Say no to Stephens-Howling! And drugs. Also say no to drugs.
DO Snatch Up Josh Freeman
Image by Eric Miller / Reuters
One's an accident. Two's coincidence. But when Josh Freeman puts up his third game in a row throwing for three touchdowns — all 22-point performances or better — it's time to take notice. Although Freeman isn't actually that good of a quarterback, he's found a way to exploit the weak defenses Tampa's been facing for maximum fantasy effectiveness; that is, a few touchdowns, no interceptions, and a respectable amount of yardage. (Fantasy, kindly enough, doesn't mind volume shooters — the fact that it took Freeman 36 attempts to pick up 262 yards last night doesn't matter.)
For the rest of the season, Freeman should continue to be a decent alternative play: in the next two weeks, he faces Oakland and San Diego, both below-league-average passing defenses, and later on in the season he draws New Orleans again. If you can start a quarterback who's playing against the Saints, you should.
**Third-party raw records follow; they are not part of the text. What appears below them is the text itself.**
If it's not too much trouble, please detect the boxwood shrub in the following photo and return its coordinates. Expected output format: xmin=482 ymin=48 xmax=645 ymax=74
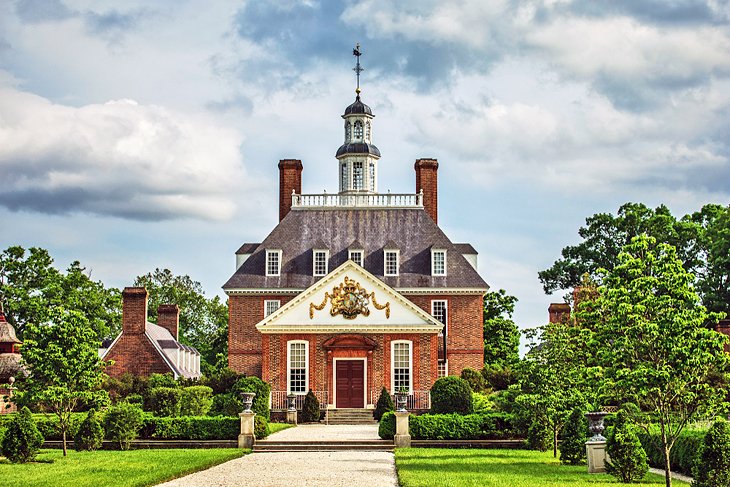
xmin=637 ymin=428 xmax=707 ymax=475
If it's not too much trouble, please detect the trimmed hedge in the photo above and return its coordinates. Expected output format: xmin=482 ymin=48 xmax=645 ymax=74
xmin=378 ymin=412 xmax=515 ymax=440
xmin=637 ymin=429 xmax=707 ymax=475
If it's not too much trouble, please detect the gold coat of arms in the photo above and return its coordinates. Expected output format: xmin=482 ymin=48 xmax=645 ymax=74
xmin=309 ymin=276 xmax=390 ymax=320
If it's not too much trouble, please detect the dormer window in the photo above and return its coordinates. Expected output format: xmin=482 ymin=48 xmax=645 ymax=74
xmin=350 ymin=250 xmax=363 ymax=267
xmin=383 ymin=250 xmax=400 ymax=276
xmin=266 ymin=250 xmax=281 ymax=276
xmin=312 ymin=250 xmax=329 ymax=276
xmin=431 ymin=249 xmax=446 ymax=276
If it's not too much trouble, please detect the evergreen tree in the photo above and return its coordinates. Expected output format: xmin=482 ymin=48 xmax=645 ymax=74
xmin=560 ymin=408 xmax=588 ymax=465
xmin=606 ymin=409 xmax=649 ymax=483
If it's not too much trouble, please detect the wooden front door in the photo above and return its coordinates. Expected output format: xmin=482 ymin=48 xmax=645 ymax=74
xmin=335 ymin=360 xmax=365 ymax=408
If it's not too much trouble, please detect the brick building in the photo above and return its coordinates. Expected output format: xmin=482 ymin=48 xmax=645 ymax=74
xmin=223 ymin=51 xmax=489 ymax=408
xmin=100 ymin=287 xmax=200 ymax=379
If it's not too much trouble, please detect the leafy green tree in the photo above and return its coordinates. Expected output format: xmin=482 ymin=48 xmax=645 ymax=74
xmin=18 ymin=307 xmax=109 ymax=456
xmin=538 ymin=203 xmax=730 ymax=313
xmin=484 ymin=289 xmax=520 ymax=367
xmin=606 ymin=409 xmax=649 ymax=484
xmin=134 ymin=269 xmax=228 ymax=372
xmin=579 ymin=236 xmax=728 ymax=487
xmin=0 ymin=246 xmax=121 ymax=340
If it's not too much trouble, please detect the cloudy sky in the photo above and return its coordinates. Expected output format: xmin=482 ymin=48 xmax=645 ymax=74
xmin=0 ymin=0 xmax=730 ymax=336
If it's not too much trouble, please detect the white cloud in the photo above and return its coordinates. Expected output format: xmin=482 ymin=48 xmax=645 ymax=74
xmin=0 ymin=88 xmax=255 ymax=220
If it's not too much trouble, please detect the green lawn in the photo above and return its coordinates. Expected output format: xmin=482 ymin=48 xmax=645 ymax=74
xmin=395 ymin=448 xmax=689 ymax=487
xmin=0 ymin=448 xmax=247 ymax=487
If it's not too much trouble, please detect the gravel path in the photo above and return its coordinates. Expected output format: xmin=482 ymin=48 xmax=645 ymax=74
xmin=154 ymin=424 xmax=398 ymax=487
xmin=155 ymin=451 xmax=398 ymax=487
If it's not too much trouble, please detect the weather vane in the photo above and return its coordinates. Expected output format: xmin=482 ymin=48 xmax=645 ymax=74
xmin=352 ymin=42 xmax=363 ymax=96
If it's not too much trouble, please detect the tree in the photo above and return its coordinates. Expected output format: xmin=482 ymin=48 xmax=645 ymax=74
xmin=0 ymin=246 xmax=122 ymax=340
xmin=18 ymin=307 xmax=108 ymax=456
xmin=134 ymin=269 xmax=228 ymax=371
xmin=579 ymin=235 xmax=728 ymax=487
xmin=484 ymin=289 xmax=520 ymax=367
xmin=538 ymin=203 xmax=730 ymax=313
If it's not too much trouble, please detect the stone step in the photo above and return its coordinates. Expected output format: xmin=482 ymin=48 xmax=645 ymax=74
xmin=253 ymin=440 xmax=393 ymax=453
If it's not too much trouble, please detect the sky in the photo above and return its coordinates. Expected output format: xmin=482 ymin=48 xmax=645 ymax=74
xmin=0 ymin=0 xmax=730 ymax=338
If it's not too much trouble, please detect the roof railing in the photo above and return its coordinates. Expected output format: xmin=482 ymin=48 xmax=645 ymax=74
xmin=292 ymin=190 xmax=423 ymax=210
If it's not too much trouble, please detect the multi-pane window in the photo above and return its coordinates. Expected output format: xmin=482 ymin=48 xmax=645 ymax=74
xmin=314 ymin=250 xmax=328 ymax=276
xmin=266 ymin=250 xmax=281 ymax=276
xmin=350 ymin=250 xmax=362 ymax=267
xmin=385 ymin=250 xmax=398 ymax=276
xmin=431 ymin=250 xmax=446 ymax=276
xmin=352 ymin=161 xmax=363 ymax=189
xmin=264 ymin=299 xmax=281 ymax=316
xmin=391 ymin=341 xmax=411 ymax=392
xmin=287 ymin=341 xmax=309 ymax=394
xmin=431 ymin=299 xmax=448 ymax=338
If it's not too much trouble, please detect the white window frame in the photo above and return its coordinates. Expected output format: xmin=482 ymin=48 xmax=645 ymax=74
xmin=431 ymin=299 xmax=449 ymax=336
xmin=431 ymin=249 xmax=446 ymax=276
xmin=286 ymin=340 xmax=309 ymax=395
xmin=312 ymin=249 xmax=330 ymax=276
xmin=383 ymin=249 xmax=400 ymax=276
xmin=266 ymin=250 xmax=282 ymax=276
xmin=264 ymin=299 xmax=281 ymax=318
xmin=390 ymin=340 xmax=413 ymax=393
xmin=348 ymin=250 xmax=365 ymax=267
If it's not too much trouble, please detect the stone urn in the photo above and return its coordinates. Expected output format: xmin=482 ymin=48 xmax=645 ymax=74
xmin=586 ymin=411 xmax=608 ymax=441
xmin=395 ymin=391 xmax=408 ymax=413
xmin=241 ymin=392 xmax=256 ymax=413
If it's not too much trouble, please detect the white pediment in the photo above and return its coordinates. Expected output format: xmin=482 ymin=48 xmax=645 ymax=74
xmin=256 ymin=261 xmax=443 ymax=333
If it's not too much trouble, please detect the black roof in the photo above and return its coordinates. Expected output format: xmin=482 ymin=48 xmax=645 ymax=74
xmin=345 ymin=95 xmax=375 ymax=117
xmin=335 ymin=142 xmax=380 ymax=157
xmin=223 ymin=208 xmax=489 ymax=290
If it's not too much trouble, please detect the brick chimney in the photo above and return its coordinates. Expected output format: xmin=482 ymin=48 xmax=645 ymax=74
xmin=279 ymin=159 xmax=303 ymax=221
xmin=157 ymin=304 xmax=180 ymax=340
xmin=548 ymin=303 xmax=570 ymax=323
xmin=413 ymin=159 xmax=439 ymax=224
xmin=122 ymin=287 xmax=148 ymax=335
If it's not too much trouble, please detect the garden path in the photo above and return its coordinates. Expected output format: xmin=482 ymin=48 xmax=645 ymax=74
xmin=155 ymin=424 xmax=398 ymax=487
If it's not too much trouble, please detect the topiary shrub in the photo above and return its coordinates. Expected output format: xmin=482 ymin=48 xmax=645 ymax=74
xmin=74 ymin=408 xmax=104 ymax=451
xmin=560 ymin=408 xmax=588 ymax=465
xmin=150 ymin=387 xmax=181 ymax=417
xmin=527 ymin=421 xmax=553 ymax=451
xmin=208 ymin=392 xmax=243 ymax=416
xmin=373 ymin=387 xmax=395 ymax=421
xmin=378 ymin=411 xmax=396 ymax=440
xmin=692 ymin=419 xmax=730 ymax=487
xmin=0 ymin=407 xmax=43 ymax=463
xmin=300 ymin=389 xmax=319 ymax=423
xmin=606 ymin=409 xmax=649 ymax=483
xmin=180 ymin=386 xmax=213 ymax=416
xmin=461 ymin=367 xmax=488 ymax=392
xmin=431 ymin=376 xmax=474 ymax=414
xmin=104 ymin=402 xmax=142 ymax=450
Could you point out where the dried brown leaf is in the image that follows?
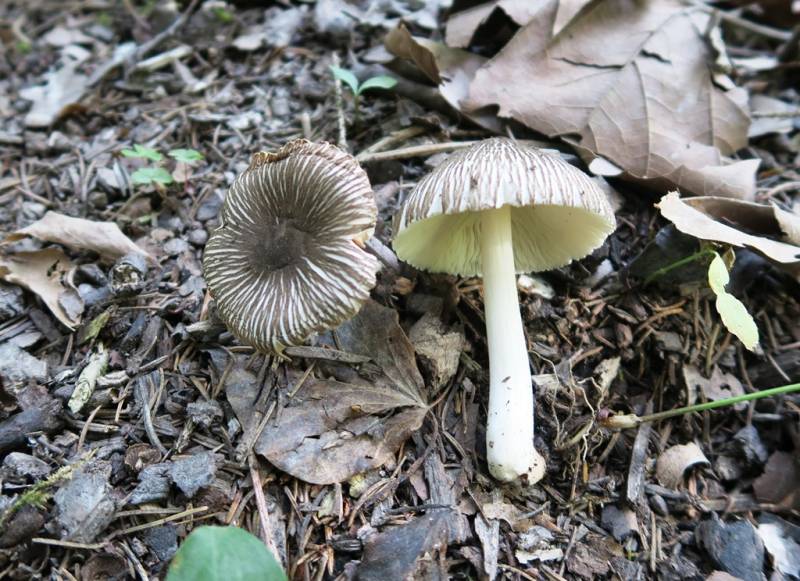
[0,248,83,330]
[470,0,758,198]
[445,0,590,48]
[5,212,150,260]
[657,192,800,274]
[384,24,502,131]
[336,301,427,406]
[20,62,89,127]
[255,380,427,484]
[656,442,709,488]
[255,301,428,484]
[753,452,800,509]
[747,95,796,139]
[358,511,452,581]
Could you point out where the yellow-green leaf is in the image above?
[708,254,758,351]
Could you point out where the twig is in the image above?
[360,125,428,155]
[687,0,792,42]
[331,53,347,151]
[106,506,208,542]
[133,377,169,455]
[600,383,800,430]
[356,141,477,163]
[247,453,281,563]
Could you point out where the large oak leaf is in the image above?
[470,0,758,198]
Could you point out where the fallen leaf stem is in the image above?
[601,383,800,429]
[643,248,717,286]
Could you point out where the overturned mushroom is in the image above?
[393,139,614,483]
[203,139,378,353]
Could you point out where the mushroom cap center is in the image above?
[248,218,314,271]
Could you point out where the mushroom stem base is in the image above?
[480,206,545,484]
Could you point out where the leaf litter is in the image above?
[0,0,800,580]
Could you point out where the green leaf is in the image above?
[708,253,758,351]
[167,149,204,164]
[358,75,397,94]
[131,167,175,186]
[331,66,358,95]
[122,143,164,161]
[166,526,286,581]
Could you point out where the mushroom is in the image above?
[393,138,615,484]
[203,139,378,354]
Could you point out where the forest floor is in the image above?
[0,0,800,581]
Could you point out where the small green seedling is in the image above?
[708,253,758,351]
[166,526,286,581]
[330,66,397,123]
[644,244,760,352]
[122,143,204,188]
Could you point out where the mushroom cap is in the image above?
[392,138,615,276]
[203,139,378,353]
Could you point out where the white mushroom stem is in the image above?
[481,206,544,484]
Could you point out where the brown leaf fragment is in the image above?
[5,212,150,260]
[357,511,447,581]
[335,301,426,405]
[445,0,556,48]
[747,95,796,139]
[255,379,427,484]
[753,452,800,509]
[469,0,758,198]
[0,248,83,331]
[408,313,464,390]
[657,192,800,273]
[656,442,710,488]
[566,525,623,579]
[445,0,589,48]
[384,25,502,132]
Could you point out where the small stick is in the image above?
[356,141,477,163]
[331,53,347,151]
[247,454,281,563]
[689,0,792,42]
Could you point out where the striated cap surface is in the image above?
[203,139,378,353]
[392,138,615,276]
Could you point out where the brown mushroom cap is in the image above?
[203,139,378,353]
[392,138,615,276]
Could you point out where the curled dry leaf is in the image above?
[444,0,541,48]
[255,301,428,484]
[5,212,150,260]
[656,442,710,488]
[0,248,83,331]
[747,95,796,139]
[469,0,758,198]
[657,192,800,276]
[384,24,502,131]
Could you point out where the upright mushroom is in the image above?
[203,139,378,353]
[393,138,615,484]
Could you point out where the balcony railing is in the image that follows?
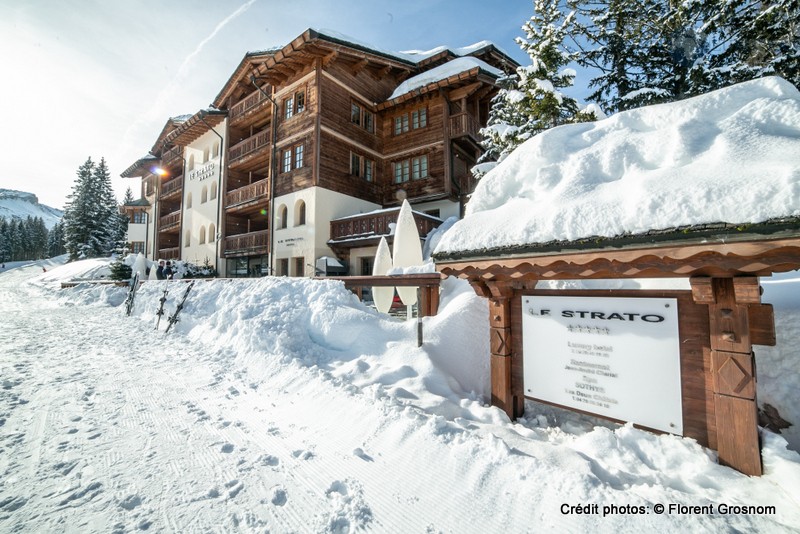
[225,178,269,208]
[330,208,442,241]
[158,247,181,260]
[161,176,183,198]
[158,210,181,231]
[225,230,269,254]
[228,88,269,121]
[450,113,481,140]
[161,146,183,167]
[228,129,269,164]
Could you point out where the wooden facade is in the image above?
[123,30,518,274]
[437,234,800,475]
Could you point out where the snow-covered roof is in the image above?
[388,56,503,100]
[435,77,800,258]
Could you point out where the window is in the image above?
[394,108,428,135]
[350,102,375,133]
[283,89,306,119]
[411,156,428,180]
[394,115,408,135]
[364,158,375,182]
[277,258,289,276]
[283,145,305,172]
[278,204,289,229]
[411,108,428,130]
[283,148,292,172]
[283,95,294,119]
[393,155,429,184]
[364,109,375,133]
[394,160,410,184]
[350,152,375,182]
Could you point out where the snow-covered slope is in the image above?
[0,261,800,533]
[0,189,64,229]
[435,77,800,254]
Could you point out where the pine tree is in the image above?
[687,0,800,88]
[47,220,66,258]
[473,0,595,172]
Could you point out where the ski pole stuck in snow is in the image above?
[164,280,194,334]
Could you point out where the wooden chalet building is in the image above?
[122,30,518,276]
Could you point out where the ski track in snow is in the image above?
[0,269,800,534]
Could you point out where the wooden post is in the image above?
[691,276,762,476]
[472,282,524,419]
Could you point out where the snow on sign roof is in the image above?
[435,77,800,258]
[387,56,503,100]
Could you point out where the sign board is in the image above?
[520,295,683,434]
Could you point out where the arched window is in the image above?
[278,204,289,228]
[294,200,306,226]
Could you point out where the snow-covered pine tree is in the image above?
[62,157,97,261]
[47,220,66,258]
[570,0,709,112]
[686,0,800,89]
[473,0,595,177]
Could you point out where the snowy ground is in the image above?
[0,261,800,533]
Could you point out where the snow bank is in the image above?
[435,77,800,253]
[6,262,800,532]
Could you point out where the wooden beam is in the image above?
[350,59,369,76]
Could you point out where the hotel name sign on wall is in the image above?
[189,161,217,182]
[520,295,683,434]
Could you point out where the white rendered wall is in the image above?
[180,122,226,274]
[272,187,380,276]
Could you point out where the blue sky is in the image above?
[0,0,588,208]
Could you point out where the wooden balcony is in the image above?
[158,247,181,260]
[158,210,181,232]
[225,230,269,258]
[159,176,183,199]
[329,208,442,244]
[450,112,482,142]
[228,87,270,123]
[161,146,183,167]
[228,128,270,167]
[225,178,269,211]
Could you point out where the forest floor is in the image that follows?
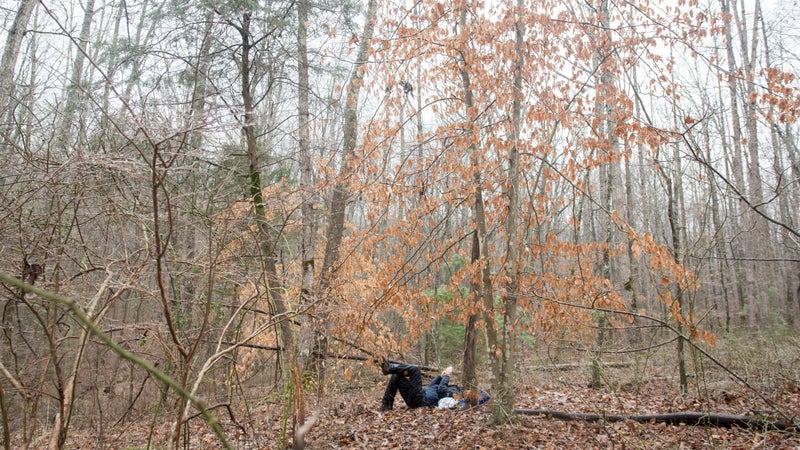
[61,358,800,450]
[39,332,800,450]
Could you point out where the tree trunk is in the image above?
[311,0,378,390]
[0,0,39,117]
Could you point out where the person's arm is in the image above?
[428,375,442,387]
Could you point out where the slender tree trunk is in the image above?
[61,0,94,156]
[0,0,39,117]
[491,0,525,423]
[312,0,378,396]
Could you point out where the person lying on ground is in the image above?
[380,359,461,411]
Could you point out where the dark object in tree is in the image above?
[22,258,44,286]
[400,81,414,97]
[516,409,798,431]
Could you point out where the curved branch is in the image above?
[0,273,231,449]
[515,409,798,432]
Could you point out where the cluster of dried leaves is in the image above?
[34,362,800,449]
[309,380,800,449]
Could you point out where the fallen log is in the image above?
[516,409,798,431]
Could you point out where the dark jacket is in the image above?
[420,375,461,406]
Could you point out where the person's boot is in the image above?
[375,357,414,377]
[381,361,415,377]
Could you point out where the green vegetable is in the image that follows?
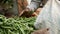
[0,15,36,34]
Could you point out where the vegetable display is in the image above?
[0,15,36,34]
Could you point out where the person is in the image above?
[34,0,60,34]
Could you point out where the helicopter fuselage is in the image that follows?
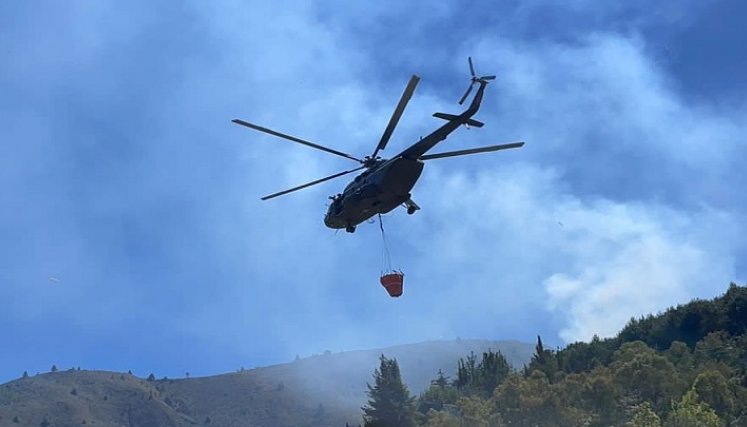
[232,58,524,233]
[324,156,424,229]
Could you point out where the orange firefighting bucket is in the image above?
[381,271,405,298]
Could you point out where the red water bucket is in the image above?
[381,272,405,297]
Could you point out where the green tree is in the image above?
[612,341,686,410]
[628,402,661,427]
[362,354,415,427]
[457,396,491,427]
[454,350,511,398]
[524,335,558,382]
[423,409,464,427]
[664,389,721,427]
[418,369,459,414]
[693,370,737,419]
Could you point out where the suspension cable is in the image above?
[379,214,393,271]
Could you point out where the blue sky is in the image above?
[0,0,747,381]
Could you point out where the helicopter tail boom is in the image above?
[433,113,485,128]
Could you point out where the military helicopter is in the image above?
[232,57,524,233]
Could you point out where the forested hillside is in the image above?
[364,284,747,427]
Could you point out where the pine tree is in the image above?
[362,354,415,427]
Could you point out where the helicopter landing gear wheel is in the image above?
[405,199,420,215]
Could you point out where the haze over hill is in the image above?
[0,339,533,427]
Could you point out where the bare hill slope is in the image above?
[0,340,533,427]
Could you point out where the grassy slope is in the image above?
[0,340,533,426]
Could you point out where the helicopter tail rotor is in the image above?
[459,56,495,105]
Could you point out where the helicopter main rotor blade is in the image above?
[459,83,475,105]
[371,75,420,159]
[262,166,365,200]
[231,119,363,163]
[419,142,524,160]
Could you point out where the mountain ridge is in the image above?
[0,339,533,427]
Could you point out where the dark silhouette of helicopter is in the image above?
[232,58,524,233]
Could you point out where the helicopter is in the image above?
[232,57,524,233]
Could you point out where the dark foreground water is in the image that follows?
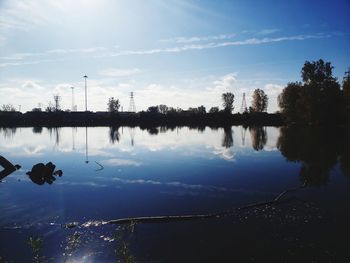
[0,127,350,262]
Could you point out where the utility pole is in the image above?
[70,87,75,111]
[84,75,88,111]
DON'T Even Look At Tony Romo
Image by Chuck Burton / AP
Oh, Tony Romo, why hast thou forsaken throwing mad touchdowns? In 2011, Romo was the NFL's 7th-best quarterback; this year, he isn't even in the top half of the league. He's 24TH. 24th! What happeend to the ol' Cowboys gunslinger! Dez Bryant has yet to grow into the receiver that the Cowboys hoped he would be, leaving Romo with one less weapon than would be ideal, and he has a bunch of tough defenses coming up, including Atlanta and Philly. Down the road a ways, Romo could see a resurgence in value — the Browns, Saints, and Redskins (twice!) will do that for you — but you'll have to decide whether it's worth holding a roster spot for a guy who's probably only going to have significant value four more times this season. Like — he's had fewer fantasy points this year than Brandon Weeden. I don't care if you drafted him in the third or fourth round; get off this sinking ship.